Question on CCSD(aT) (aka Lambda-CCSD(T))

[vvp-nsk]

Hej!

Just a thought came to mind - it might be a killer feature if you combine the CC Brueckner orbitals with CCSD(aT):

In particular, it is worth thinking about BDCD(aT) as well.

With best regards, Victor

[obackhouse]

I think the CCSD(T) implementation in ebcc might already be implemented for generalisation to Lambda-CCSD(T). The energy_perturbative function depends on the Lambda amplitudes. I think the difference between

cc = REBCC(mf, ansatz="CCSD(T)")
cc.kernel()
print(cc.energy_perturbative())
cc.solve_lambda()
print(cc.energy_perturbative())

will be the difference between CCSD(T) and Lambda-CCSD(T), but not sure.

I haven't paid much attention to CCSD(T), my implementation is not very efficient. I'll try to verify this and make Lambda-CCSD(T) it's own ansatz keyword.

I've been spending some time improving my code generation scripts recently, so hopefully I can make CCSD(T) more efficient, and I will aim to also look at perturbative corrections to DCD and DCSD. Thanks for the suggestions!

[obackhouse]

actually, correction, I haven't actually implemented CCSD(T) lambda equations since they need an additional perturbative term, so that won't work -- I'll add it to my to-do.

[vvp-nsk]

Hej again!

@Lambda-CCSD(T) Thanks for your prompt reply. To test your implementation, you might use a reference data on H2O available within PSI4.

@CC3 To my personal experience, the CC3 is the most robust approach among CCSD perturbative triples correction. The CC3 does a fantastic job by absorbing an orbital relaxation (rotation) into T1. It just scales as O(N^7) at each iteration :) It is a bit surprising that CC3 implementation in EBCC requires a plenty of RAM (~500GB) even for moderate-sized problem such as 74 electrons and 211 molecular orbitals without symmetry. Indeed, PSI4 requires only ~20GB of RAM and 70GB of disk space for the same problem size.

I will be waiting for your implementation of Lambda-CCSD(T) because Lambda-BCCD(T) might be reliable as CC3 but at a lower cost. Moreover, I have not found any published results on neither Lambda-DCSD(T) nor Lambda-DCBD(T).

With best regards, Victor

[obackhouse]

I am not surprised to hear of the much worse memory requirements in ebcc. In fact, for a 211 orbital 74 electron system I'd expect CC3 to need way more memory than that, so I assume there's a generous number of frozen orbitals in your example.

It is an unfortunate reality of the very simple way that ebcc is built, which means that for example T3 amplitudes are stored in their complete non-symmetric form on RAM (i.e. as an (nocc, nocc, nocc, nvir, nvir, nvir) array). Other implementations may store these in compressed formats and also load them in blocks from disk, which relaxes this memory requirement, often substantially. But these implementations are typically hand written and optimised.

I have several ideas in the pipeline on how to make the larger ansatzes such as CC3 more tractable and hopefully more comparable to implementations such as Psi4's, including alternate tensor backends and generating compiled code.
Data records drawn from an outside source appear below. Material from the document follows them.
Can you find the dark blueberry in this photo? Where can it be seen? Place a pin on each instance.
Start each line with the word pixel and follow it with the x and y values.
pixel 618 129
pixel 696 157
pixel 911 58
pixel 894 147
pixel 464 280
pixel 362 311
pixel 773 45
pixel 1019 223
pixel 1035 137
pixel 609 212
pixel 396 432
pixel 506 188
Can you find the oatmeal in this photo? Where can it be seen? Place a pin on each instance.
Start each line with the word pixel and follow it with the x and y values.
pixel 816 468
Sadly, ebcc is just a hobby for me and I develop it on my own at the moment, so I don't have significant time to work on these pretty complicated schemes. But hopefully in the future!

[obackhouse]

After doing some reading, I realise that you can actually do CC3 without ever storing T3 amplitudes. Finding a way to automatically generate code like this for both CCSD(T) and CC3 is not easy, but will keep it in mind. Maybe this is an area where I should do some handwritten code rather than trying to automatic generate everything.

[vvp-nsk]

Hej!

@CC3 From a practical consideration, the CC3 method is a rather limited approach. You recently introduced the FNO approach in EBCC, but it would be beneficial to combine FNO-CC2 with CC3. Indeed, the CC2 still scales as N^5 but does a way better job than MP2 whereas CC3 surpasses CCSD(T). BTW, the CC3 always requires weeks when CCSD(T) just takes several hours to compute energy.
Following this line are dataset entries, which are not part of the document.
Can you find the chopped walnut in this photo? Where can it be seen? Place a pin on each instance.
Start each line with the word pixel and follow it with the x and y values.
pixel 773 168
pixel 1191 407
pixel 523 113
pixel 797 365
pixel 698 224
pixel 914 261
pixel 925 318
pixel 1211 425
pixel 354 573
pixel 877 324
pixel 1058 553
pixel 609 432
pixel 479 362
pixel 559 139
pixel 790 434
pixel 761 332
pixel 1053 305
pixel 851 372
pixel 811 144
@Lambda-CCSD(T) Generally speaking, Lambda-BCCD(T) might become as a method of choice for many problems, especially regarding 3d transition metal complexes where validity of CCSD(T) is under a question: https://doi.org/10.1021/acs.jctc.5b00081 https://doi.org/10.1021/acs.jctc.9b00674

With best regards, Victor

[obackhouse]

Thanks for the links and the notes on practicality -- I'll bear it in mind when deciding what to focus on.